Feeling like you'd have a better chance of winning the lottery
than getting a term sheet from a VC?
July 07, 2000
by Vincent M. Occhipinti
Your odds might not be that far off. An established venture capital
fund will receive more than 9,000 business plans per year. Of those,
only .17 percent, or about 15 companies, will secure funding. Why
did those 15 get financed? Because they had a strong combination
of four components critical to a startup's success: great team,
right market, focused execution and market leadership.
With the right resources, great employees
can build great products and services.
The first startup essential is attracting stellar individuals into
your organization: employees, board members, advisory members, and
partners. Every person associated with your company is a credibility
point that shows customers, prospective employees and VCs that this
company is going to be a success.
While most entrepreneurs articulate the importance of "building
a strong team," they tend to wait too long before they begin. Top-tier
management will cultivate, grow and attract top-tier employees.

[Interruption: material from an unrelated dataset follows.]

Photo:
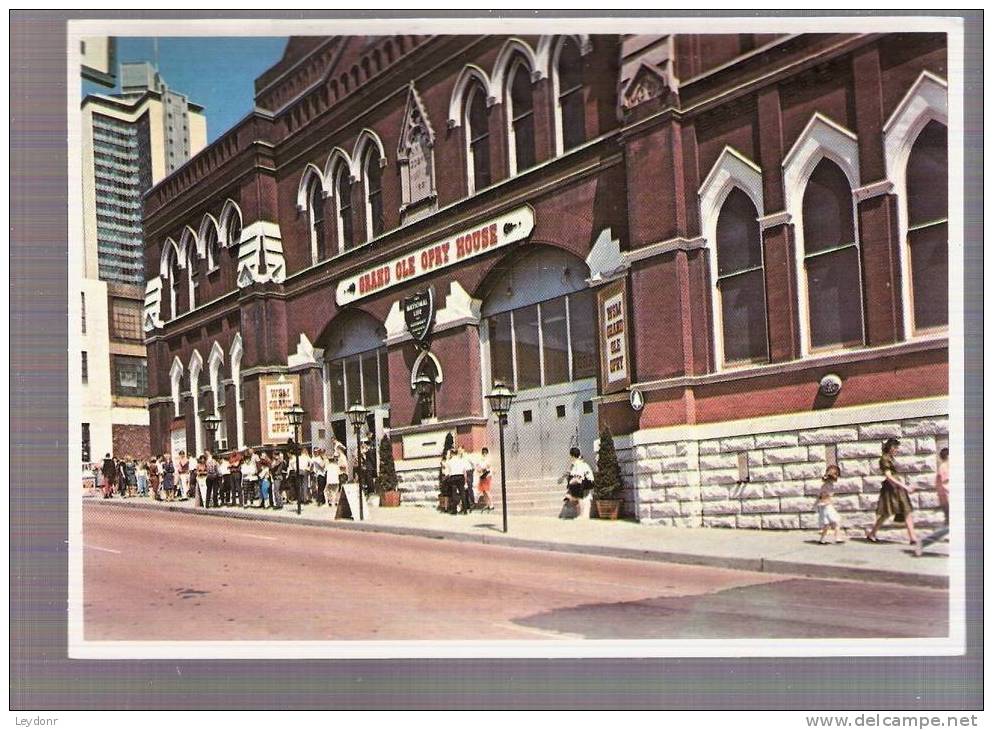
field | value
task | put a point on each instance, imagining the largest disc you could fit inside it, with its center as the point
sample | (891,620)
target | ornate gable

With the right resources, great employees can build great products
Here's the conundrum. How do you build a top-tier team until you
get financing, and how do you get financing until you have a top-tier
team? First, start with a commitment to bring in complementary skills,
including a stellar CEO, as soon as possible. Having a hard time
recruiting Jim Barksdale to be your next CEO? Then get him, or someone
like him, on your board of advisors. Be creative, use all your contacts
and fearlessly recruit a strong advisory board. A strong advisory
board can open funding doors, provide strategic direction and help
the company recruit quality employees.
What is the actual, addressable size of your target market? There
must be a large, demand-driven market for your products and services,
and a compelling value proposition.
To gain venture financing, a company typically has to have the
potential to achieve a market capitalization of $1 billion or more.
Test your ideas on potential customers and survey them to develop
your product specifications. Don't assume that what is intuitive
to you will be wanted by them. Knowing your target market and competition
will increase the likelihood of building, pricing, marketing, distributing
and selling your product or service successfully.

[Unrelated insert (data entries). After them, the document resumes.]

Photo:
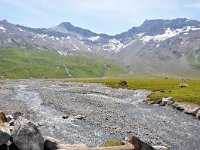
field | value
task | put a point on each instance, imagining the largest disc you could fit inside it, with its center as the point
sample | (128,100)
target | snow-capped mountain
(156,47)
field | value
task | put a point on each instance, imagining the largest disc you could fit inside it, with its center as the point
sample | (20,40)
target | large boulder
(167,101)
(158,147)
(51,143)
(139,145)
(191,110)
(4,133)
(26,136)
(198,114)
(2,118)
(4,129)
(183,85)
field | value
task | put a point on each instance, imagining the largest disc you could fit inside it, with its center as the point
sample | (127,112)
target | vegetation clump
(159,87)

There is a good chance you will get distracted. Keep your execution
focused on the primary target market to yield the greatest results.
Avoid the temptation to tackle too many opportunities and related
markets too early. At the same time, if your business model and
initial strategies are not resonating with customers, be willing
to change, but stay focused on your new positioning.
Those who get there first usually get the most. If possible, quickly
establish alpha and beta tests with customers. After they have been
successful, lead your market and execute with speed. Use momentum
to your advantage by continually improving your product and entrenching
your value proposition in the minds of your customers. The speed
at which you execute will produce barriers to entry and credibility
that will help capture market share and venture-capital attention.
Most startups do not begin with these essentials, and each one
drives the other. The best partner, venture capital or otherwise,
should help you build the right balance among these essential components.
While there are many other startup essentials, if you have these
four, you are well on your way to building a sustainable company.